O CES acabou por especializar-se nos Doutoramentos para poder vincular, como Bolonha quer, a investigação e o ensino de uma maneira cada vez maior, porque é essa que promove os estudantes. E fizemos isso por uma razão, e essa também não convém esquecer aqui: é porque desde 2002/2003 o CES é um laboratório associado. E essa pujança que temos aqui só foi possível porque contratámos vinte e tal investigadores do laboratório associado, pessoas que não estão institucionalmente ligadas à universidade e que, portanto, todo o trabalho que realizam em termos lectivos pode dizer-se que entra a custo zero para a Faculdade.

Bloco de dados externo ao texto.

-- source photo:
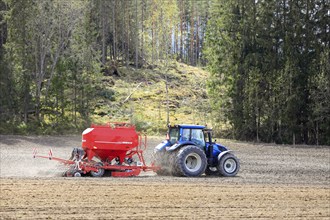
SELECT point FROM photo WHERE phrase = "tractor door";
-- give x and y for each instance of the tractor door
(197, 136)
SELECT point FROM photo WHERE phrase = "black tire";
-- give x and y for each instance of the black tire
(211, 171)
(190, 161)
(228, 165)
(100, 171)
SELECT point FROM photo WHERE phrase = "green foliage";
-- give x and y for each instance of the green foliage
(266, 59)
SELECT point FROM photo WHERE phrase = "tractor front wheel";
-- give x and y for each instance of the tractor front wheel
(190, 161)
(228, 165)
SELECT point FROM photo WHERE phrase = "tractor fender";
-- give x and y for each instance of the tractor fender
(223, 153)
(178, 145)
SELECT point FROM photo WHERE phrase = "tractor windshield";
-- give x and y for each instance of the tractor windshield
(174, 134)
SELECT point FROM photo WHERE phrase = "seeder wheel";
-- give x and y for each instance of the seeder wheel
(100, 171)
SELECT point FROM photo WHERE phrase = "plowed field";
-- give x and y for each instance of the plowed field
(275, 182)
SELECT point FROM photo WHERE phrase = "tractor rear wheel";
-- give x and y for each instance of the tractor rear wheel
(100, 171)
(228, 165)
(190, 161)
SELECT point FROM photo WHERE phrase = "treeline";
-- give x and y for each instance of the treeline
(270, 69)
(53, 53)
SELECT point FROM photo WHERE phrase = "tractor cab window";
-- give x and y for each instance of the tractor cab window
(174, 133)
(197, 136)
(185, 134)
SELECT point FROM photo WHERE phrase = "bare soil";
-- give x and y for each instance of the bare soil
(275, 182)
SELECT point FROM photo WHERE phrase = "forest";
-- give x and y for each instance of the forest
(268, 61)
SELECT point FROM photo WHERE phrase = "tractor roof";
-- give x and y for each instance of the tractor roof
(190, 126)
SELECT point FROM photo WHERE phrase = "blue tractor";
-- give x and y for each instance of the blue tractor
(189, 151)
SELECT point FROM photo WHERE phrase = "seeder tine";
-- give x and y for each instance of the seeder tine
(35, 151)
(50, 154)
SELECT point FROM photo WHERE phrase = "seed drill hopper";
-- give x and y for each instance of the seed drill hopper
(115, 149)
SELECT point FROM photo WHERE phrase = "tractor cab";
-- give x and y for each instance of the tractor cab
(187, 133)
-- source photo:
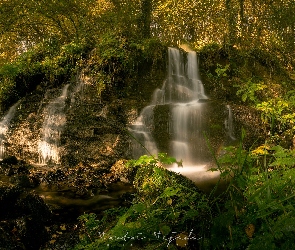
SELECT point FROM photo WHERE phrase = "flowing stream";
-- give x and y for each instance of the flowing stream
(53, 125)
(177, 117)
(4, 128)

Por incrível que pareça, tivemos problemas para fazer aceitar isso numa Faculdade que se vê fechada e para quem os únicos professores são os seus. Isto em pleno século XXI, no tempo da mobilidade de professores e de estudantes por todo o mundo, por toda a Europa. Ainda pensam que aqueles que estão ali, não sendo professores da Faculdade, não devem ser tratados como professores. Até os funcionários, por vezes, tomaram essas atitudes.
Acho que é bom que se diga isto, porque aqui há também alternativas. Conquistámos muito nestes anos. Talvez saibam que a maior parte dos investigadores do laboratório associado do CES são estrangeiros, muitos deles falam português, outros nem isso. Não conhecem as peculiaridades e muito menos as particularidades, as asininas da nossa burocracia e, portanto, há que explicar, que trazer tudo isso à colação. Foi um esforço extraordinário, porque foram contratados, e realmente, na altura não se falava muito de pós graduação, falava-se de investigação. Hoje, no entanto, todos eles são professores nestes programas e foram eles que os tornaram possíveis em boa medida, naturalmente com os professores da Faculdade de Economia, todos juntos, como sempre quisemos. Isto é, não se separa a investigação do ensino!
Penso que na nova legislatura, outras mudanças vão ocorrer na Faculdade de Economia, e sei que vamos entrar num novo ciclo. Não é por acaso que estamos aqui. O CES vai estar muito mais presente na Faculdade de Economia e temos ideias concretas. Nós temos hoje coisas notáveis de que todos os estudantes da Faculdade de Economia, sejam do CES ou não sejam, sejam do primeiro ciclo ou do segundo ciclo têm que beneficiar. Sabemos hoje que Bolonha, por exemplo, pede a diversificação dos sistemas pedagógicos.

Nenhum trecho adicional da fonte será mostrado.